Culture and Personality

 

 


Culture is a broad term encompassing many elements, traditions, and norms assimilated into our sense of self from a wide variety of sources including ethnic groups, social norms, religious affiliations, gender affiliations, sexual orientation, and even geographical norms. The individual personality emerges from within a cultural context as a unique person, often expressing different aspects of their personality dependent on context and salient cues.
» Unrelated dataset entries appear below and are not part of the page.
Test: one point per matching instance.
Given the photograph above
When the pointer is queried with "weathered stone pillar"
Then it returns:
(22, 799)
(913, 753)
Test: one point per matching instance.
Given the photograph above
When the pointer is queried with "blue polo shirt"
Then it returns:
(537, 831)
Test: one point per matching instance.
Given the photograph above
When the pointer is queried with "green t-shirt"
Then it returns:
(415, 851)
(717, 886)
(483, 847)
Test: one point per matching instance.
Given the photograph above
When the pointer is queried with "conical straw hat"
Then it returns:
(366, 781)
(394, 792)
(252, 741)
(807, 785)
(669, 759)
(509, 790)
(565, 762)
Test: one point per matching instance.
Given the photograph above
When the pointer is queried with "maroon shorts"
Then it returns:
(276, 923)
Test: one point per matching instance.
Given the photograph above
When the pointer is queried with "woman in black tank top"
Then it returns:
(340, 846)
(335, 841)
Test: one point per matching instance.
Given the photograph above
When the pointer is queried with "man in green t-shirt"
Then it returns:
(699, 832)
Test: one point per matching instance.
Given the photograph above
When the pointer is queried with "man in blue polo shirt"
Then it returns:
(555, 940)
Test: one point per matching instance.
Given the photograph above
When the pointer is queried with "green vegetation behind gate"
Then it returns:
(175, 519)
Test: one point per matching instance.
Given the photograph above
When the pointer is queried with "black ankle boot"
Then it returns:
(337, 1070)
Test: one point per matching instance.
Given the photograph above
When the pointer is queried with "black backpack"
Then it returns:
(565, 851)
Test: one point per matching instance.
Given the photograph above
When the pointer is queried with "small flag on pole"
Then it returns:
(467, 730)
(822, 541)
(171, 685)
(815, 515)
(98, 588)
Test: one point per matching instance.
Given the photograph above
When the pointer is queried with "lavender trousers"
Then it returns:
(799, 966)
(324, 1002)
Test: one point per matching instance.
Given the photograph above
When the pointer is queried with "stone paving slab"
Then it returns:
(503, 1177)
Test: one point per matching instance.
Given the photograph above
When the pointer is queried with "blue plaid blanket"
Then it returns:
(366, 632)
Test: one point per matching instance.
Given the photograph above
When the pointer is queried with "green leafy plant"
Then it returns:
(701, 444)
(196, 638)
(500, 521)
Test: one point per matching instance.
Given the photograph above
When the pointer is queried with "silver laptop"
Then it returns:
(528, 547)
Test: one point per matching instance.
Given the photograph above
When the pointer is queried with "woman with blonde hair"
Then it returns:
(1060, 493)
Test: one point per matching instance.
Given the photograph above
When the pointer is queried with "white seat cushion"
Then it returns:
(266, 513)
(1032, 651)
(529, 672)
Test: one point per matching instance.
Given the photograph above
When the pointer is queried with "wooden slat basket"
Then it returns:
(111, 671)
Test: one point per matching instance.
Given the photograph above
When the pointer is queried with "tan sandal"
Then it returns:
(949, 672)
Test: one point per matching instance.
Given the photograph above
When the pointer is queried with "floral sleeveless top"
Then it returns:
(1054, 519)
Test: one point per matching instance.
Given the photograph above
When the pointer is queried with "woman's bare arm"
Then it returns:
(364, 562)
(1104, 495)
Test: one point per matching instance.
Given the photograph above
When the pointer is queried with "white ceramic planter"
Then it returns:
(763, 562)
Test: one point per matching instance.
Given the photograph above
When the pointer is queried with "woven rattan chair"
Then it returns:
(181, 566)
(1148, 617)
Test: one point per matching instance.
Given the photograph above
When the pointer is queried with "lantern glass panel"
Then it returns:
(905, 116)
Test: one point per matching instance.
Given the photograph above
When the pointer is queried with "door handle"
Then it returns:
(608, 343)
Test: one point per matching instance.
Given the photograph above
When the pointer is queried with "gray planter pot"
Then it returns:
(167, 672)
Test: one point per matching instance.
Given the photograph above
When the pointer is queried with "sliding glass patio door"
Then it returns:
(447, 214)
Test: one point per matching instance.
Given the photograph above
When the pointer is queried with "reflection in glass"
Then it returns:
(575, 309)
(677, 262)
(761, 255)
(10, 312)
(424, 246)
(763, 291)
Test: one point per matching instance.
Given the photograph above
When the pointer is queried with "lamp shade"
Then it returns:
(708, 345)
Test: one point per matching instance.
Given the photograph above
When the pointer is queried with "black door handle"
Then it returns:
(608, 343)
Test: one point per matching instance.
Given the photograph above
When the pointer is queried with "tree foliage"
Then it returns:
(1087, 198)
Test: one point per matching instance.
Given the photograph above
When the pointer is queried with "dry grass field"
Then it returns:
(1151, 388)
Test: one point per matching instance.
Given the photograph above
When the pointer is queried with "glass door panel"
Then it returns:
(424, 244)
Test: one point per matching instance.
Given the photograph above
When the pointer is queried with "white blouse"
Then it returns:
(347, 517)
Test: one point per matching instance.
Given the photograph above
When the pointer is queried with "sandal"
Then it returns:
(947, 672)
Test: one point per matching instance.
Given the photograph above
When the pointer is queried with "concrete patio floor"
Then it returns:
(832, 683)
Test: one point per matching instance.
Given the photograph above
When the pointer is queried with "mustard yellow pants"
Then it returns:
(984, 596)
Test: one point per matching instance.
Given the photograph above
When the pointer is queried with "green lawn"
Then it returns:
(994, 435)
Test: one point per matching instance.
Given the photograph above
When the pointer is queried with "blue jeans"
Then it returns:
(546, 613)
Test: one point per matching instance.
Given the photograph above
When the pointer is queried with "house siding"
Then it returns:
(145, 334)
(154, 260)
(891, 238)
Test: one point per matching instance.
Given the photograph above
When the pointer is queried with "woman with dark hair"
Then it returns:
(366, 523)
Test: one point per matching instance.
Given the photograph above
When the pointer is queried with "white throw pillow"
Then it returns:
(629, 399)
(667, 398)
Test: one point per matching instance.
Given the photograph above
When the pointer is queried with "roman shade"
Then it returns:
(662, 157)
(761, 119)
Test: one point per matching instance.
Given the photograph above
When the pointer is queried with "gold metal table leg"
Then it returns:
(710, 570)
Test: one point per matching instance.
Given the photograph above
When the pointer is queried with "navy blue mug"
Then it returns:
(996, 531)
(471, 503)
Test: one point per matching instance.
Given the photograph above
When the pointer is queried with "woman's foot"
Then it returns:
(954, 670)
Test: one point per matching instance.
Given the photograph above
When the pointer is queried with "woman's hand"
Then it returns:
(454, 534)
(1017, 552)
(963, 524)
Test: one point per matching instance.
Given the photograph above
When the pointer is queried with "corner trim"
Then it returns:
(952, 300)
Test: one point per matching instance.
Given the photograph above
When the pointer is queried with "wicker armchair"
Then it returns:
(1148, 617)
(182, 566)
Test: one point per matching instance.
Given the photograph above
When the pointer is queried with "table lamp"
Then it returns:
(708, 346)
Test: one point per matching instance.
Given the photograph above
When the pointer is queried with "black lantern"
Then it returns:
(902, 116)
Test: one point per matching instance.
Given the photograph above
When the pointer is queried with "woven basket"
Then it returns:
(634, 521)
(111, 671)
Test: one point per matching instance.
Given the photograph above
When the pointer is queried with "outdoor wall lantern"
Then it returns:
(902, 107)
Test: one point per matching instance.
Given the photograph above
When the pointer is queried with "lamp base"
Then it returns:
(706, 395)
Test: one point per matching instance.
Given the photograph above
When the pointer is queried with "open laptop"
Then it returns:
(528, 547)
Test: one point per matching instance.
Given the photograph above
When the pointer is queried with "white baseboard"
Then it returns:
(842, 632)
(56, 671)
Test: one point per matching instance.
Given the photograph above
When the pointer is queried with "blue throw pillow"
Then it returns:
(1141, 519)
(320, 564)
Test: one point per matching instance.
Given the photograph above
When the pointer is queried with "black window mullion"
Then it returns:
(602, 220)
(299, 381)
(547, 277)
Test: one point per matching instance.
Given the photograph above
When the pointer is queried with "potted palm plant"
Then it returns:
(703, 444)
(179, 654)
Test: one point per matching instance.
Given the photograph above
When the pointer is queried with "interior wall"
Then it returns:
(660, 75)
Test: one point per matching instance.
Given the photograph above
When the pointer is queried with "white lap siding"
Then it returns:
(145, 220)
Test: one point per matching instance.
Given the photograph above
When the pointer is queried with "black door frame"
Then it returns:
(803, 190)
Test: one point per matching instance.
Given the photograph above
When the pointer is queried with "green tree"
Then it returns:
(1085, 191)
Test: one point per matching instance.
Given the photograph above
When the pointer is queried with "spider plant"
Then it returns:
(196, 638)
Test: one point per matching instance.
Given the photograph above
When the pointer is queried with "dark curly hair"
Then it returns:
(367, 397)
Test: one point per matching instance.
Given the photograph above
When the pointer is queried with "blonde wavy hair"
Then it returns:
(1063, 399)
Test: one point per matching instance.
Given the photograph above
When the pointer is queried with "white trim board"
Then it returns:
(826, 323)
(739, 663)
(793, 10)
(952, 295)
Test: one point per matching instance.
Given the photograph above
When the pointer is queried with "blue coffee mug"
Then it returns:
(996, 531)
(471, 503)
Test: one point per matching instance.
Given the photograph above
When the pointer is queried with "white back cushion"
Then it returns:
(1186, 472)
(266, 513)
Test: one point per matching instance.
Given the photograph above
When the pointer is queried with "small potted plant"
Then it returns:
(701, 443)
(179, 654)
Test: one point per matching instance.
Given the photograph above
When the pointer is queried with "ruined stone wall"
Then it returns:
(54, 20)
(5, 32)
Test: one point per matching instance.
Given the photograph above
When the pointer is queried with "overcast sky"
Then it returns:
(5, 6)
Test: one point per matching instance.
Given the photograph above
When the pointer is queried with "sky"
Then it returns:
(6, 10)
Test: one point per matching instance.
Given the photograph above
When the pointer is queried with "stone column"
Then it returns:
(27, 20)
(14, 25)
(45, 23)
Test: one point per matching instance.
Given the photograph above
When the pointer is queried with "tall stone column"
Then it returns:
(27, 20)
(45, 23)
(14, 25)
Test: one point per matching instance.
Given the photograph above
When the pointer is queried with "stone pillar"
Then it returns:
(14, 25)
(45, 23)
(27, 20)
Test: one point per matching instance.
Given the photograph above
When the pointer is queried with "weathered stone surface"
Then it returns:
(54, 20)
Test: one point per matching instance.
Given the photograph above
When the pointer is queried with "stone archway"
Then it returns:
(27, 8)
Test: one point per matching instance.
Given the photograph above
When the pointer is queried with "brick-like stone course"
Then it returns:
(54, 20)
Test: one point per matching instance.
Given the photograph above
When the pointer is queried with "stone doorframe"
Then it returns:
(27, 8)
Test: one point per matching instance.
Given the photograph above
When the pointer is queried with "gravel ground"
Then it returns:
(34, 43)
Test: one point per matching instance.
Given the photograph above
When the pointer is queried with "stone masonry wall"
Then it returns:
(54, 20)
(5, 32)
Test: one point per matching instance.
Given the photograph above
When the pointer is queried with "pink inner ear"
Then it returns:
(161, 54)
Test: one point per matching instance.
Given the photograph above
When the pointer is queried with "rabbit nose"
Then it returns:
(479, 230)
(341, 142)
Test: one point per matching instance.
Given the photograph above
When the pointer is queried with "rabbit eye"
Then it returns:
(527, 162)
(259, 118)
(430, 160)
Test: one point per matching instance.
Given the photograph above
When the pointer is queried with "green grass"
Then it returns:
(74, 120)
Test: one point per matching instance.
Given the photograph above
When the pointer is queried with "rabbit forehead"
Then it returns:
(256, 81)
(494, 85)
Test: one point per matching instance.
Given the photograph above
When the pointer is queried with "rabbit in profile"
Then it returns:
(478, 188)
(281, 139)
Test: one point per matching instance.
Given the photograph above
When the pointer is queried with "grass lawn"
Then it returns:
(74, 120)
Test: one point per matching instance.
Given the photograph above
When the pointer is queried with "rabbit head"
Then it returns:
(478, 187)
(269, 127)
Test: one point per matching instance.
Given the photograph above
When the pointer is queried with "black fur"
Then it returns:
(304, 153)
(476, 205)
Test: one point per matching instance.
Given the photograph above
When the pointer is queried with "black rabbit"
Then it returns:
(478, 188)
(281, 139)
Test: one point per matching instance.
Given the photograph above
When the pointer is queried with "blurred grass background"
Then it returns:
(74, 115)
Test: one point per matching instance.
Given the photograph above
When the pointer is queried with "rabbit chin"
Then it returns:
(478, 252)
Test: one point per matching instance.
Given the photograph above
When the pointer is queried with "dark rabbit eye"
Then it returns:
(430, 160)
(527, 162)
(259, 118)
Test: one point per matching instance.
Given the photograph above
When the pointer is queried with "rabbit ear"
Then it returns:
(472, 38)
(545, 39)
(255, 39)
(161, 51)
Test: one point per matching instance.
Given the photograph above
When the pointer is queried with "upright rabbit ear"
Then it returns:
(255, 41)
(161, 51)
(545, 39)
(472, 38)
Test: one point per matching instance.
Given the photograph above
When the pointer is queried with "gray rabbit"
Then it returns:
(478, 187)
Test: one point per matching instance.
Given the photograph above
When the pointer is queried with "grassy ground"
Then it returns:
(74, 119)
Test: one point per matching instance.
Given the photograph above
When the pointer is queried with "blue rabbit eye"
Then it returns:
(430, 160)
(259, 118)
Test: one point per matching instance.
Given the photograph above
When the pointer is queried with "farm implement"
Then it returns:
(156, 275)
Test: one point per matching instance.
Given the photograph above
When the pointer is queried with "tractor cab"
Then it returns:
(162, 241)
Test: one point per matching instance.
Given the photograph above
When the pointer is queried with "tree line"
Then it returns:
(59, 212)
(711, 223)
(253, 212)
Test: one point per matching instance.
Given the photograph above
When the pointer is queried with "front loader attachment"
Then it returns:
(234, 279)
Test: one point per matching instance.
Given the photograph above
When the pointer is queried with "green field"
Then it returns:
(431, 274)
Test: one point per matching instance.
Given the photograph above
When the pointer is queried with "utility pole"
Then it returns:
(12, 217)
The benefits of the eight perspectives of personality presented throughout this course is that it offers the learner an opportunity to determine which theory works best with various expressions of personality. The cultural aspects of personality are presented in tabular form in our text (Friedman & Schustack, 2012, p. 435). The behaviorist perspective flows naturally with cultural variations in personality because it is all about reinforcement contingencies unique to each environment that produces altered behavior. Similarly, the cognitive perspective also works well in adapting to cultural variations because the individual’s cognitions, understandings of their context and environment, social and otherwise, are paramount in the development of their personality. My preferred perspective and viewpoint of personality that also incorporates cultural elements better than most of the other perspectives, is the interactionist perspective. “Culture is a collection of common situations; but behavior cannot be understood without a simultaneous focus on the particular individual in the particular situation; thus, culturally influenced behavior can undergo rapid change” (Friedman & Schustack, 2012, p. 435).

The psychoanalytic, biological and trait perspectives are not as successful incorporating cultural elements in their perspectives of personality. Both the psychoanalytic and biological perspectives face the ongoing limitation of diminishing environmental, social, and altogether human factors that come into play in developing personalities. Although the trait perspective has met with some success cross-culturally, it has met with some limitations primarily in that the traits factored are often cognitively valued differentially by different cultures, which inherently diminishes its perspective (Cheung, Van de Vijver, & Leong, 2011).


References

Cheung, F. M., Van de Vijver, F. J., & Leong, F. T. (2011, October). Toward a new approach to the study of personality in culture. American Psychologist, 66(7), 593-603. http://dx.doi.org/10.1037/a0022389

Friedman, H. S., & Schustack, M. W. (2012). Personality: Classic theories and modern research (5th ed.). Boston, MA: Allyn & Bacon.